La sospecha clínica de enfermedad asmática se basará inicialmente
en la presencia los síntomas referidos, en combinaciones variables, sobre todo si son
intermitentes y también si comienzan a aparecer por la noche o en la madrugada. No existe
un "gold standar" para el diagnóstico clínico del asma, aunque sí existen
algunas "claves" diagnósticas entre las cuales las más sensibles y
específicas son: 1) incremento del FEV1 > 12 por ciento o >200 ml después de
aplicar un broncodilatador, 2) variabilidad diurna > 20 por ciento en PF(pico de
flujo), y 3) test de provocación positivo para metacolina o histamina. Esta última
condición no es necesaria si se cumplen las dos anteriores. Pocas situaciones clínicas
que no sean realmente asma tendrían estos hallazgos, sin embargo, no hay un único test
diagnóstico y la exclusión de otras patologías capaces de imitar el asma es obligada.
Historia clínica
En el asma la anamnesis debe constar de la recogida minuciosa de
datos como los antecedentes familiares y personales de atopía (rinitis,
urticaria-angioedema, ezcema), la exposición a determinados alergenos muy concretos, los
fármacos que toma, la profesión del paciente, la variabilidad y perioricidad de los
síntomas, el momento de aparición y la existencia de factores precipitantes. Muchas
veces, la historia clínica es casi suficiente para un diagnóstico de certeza. Esto es
aplicable a un paciente estable. La historia clínica de un paciente con una crisis
asmática tiene que ser breve y concisa, como en cualquier disnea aguda, por el elevado
riesgo que se corre si nos entretenemos con datos que ya se recogerán más adelante. En
esta situación el diagnóstico de asma se basará en las características clínicas, los
informes previos, la medicación específica que realiza y con precauciones, en la
opinión del paciente y de sus familiares. Preguntaremos cuánto tiempo ha pasado desde el
inicio de la crisis (a mayor tiempo mayor riesgo), cuánta medicación ha utilizado, si ha
tenido crisis severas o si, anteriormente, ha necesitado ventilación asistida. Si es
así, no encontramos con un paciente de alto riesgo, que puede desarrollar un estado
asmático. Entre los factores precipitantes preguntaremos por clínica de infección
respiratoria previa, toma de fármacos betabloqueantes, incluso colirios, AINE,
inhibidores de la ECA, sobrecarga alergénica o exposición a irritantes inespecíficos,
así como por la supresión brusca o demasiado rápida de la corticoterapia.

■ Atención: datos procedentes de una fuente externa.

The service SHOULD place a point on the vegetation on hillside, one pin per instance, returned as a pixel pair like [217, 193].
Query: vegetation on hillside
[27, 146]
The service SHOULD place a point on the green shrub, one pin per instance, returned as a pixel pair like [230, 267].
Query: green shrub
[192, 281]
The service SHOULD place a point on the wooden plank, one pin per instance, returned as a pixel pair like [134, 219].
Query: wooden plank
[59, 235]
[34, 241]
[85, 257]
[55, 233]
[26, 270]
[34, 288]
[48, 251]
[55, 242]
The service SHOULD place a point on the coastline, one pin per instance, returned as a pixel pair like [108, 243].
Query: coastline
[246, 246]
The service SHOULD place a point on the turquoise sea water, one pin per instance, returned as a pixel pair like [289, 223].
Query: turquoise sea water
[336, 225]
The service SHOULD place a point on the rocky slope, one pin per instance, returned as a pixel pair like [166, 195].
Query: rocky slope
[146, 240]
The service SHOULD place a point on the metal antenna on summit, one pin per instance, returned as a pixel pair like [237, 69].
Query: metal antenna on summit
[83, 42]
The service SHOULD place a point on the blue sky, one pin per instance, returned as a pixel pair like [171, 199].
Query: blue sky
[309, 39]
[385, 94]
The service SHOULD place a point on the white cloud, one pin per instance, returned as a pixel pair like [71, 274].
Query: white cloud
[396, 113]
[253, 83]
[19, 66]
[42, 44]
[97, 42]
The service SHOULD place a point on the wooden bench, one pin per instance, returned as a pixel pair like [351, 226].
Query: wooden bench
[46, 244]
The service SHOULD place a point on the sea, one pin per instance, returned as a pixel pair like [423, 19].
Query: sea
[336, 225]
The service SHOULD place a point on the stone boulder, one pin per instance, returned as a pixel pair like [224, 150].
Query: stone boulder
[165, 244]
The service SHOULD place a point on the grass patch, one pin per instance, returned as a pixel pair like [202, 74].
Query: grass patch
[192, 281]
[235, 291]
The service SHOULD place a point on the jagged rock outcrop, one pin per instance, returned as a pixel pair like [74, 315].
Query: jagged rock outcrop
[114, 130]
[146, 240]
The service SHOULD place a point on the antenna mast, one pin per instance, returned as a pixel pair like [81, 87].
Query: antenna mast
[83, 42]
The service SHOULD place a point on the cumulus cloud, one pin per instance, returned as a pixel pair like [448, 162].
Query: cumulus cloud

Por supuesto, deben recogerse también síntomas concretos o
generales asociados, a en base al diagnóstico diferencial con otras patologías que
cursan con disnea, tos o sibilancias. El asma en la edad adulta es mucho mas rara y en
este grupo debe buscarse con mas motivo un diagnóstico alternativo como EPOC, neumonía o
insuficiencia cardíaca.
Exploración física
El examen físico es importante en el asma tanto en las crisis como
en las fases intercríticas. Existen varios estudios sobre la relativa pobre sensibilidad
para detectar en base a la exploración el grado de obstrucción al flujo aéreo. En
concreto, el "tiraje" (utilización de musculatura esternocleidomastoidea
durante la inspiración) aparece sólo en crisis muy severas con reducción del PE < 40
L/min (8-10 por ciento del valor teórico). Según un estudio de Hollerman se sabe que las
sibilancias y los roncus son altamente específicos pero muy poco sensibles para predecir
el grado de obstrucción al flujo aéreo.
En la crisis asmática hay que anotar: presión arterial, frecuencia
respiratoria, frecuencia cardíaca, temperatura, coloración de la piel y mucosas, nivel
de conciencia, presencia de tiraje, sibilancias o silencio auscultatorio.
Durante el estatus asmático el paciente suele estar sudoroso, no
puede hablar con frases (sólo dice palabras sueltas), no tolera el decúbito, presenta
cianosis, frecuencia respiratoria > 30, frecuencia cardíaca > 120-130, puede
presentar pulso paradójico (caída de la presión sistólica > 10-15 mmHg durante la
inspiración), confusión mental y tiraje o por el contrario agotamiento muscular
respiratorio y bradicardia (ambos signos anuncian una parada respiratoria inminente).